16. Section 5 of the Transfer of the Property Act, which is more relevant for our consideration pertains to definition of transfer of property and reads as under:
“5. “Transfer of Property” defined-In the following sections “transfer of property” means an act by which a living person conveys property, in present or in future, to one or more other living persons, [or to himself] and one or more other living persons; and “to transfer property” is to perform such act.
[In this section “living person” includes a company or association or body of individuals, whether incorporated or not, but nothing herein contained shall affect any law for th time being in force relating to transfer of property to or by companies, associations or bodies of individuals.]
17. Section 5 thus provides that transfer of property means an act by which living person conveys property, in present or in future, to one or more other living persons or to himself and one or more other living persons. In the present case, the society had not, by virtue of agreement dated 08.04.2004, transferred the property in favour of the petitioner.
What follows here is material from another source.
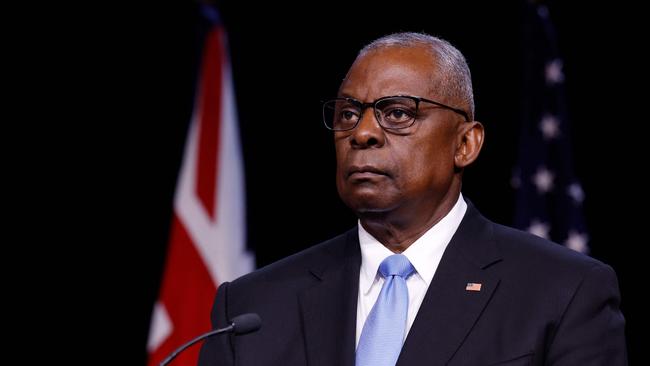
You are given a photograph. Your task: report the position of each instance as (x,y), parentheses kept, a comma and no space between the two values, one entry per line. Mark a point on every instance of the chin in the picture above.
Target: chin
(367,202)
The society had only agreed to do so on certain terms and conditions. Most important condition being that of the purchaser paying remaining purchase price without which the sale could never be completed. In the meantime the possession of the land was retained by the society. An agreement to sale without there being anything more, obviously cannot be equated with transfer of property. Section 5 of the Transfer of Property Act also enforces this view.
18. In the result, we are of the opinion that the reasons which founded the basis for issuing impugned notice for reassessment lack validity. The notice dated 28.03.2012 is, therefore, quashed. Petition is disposed of.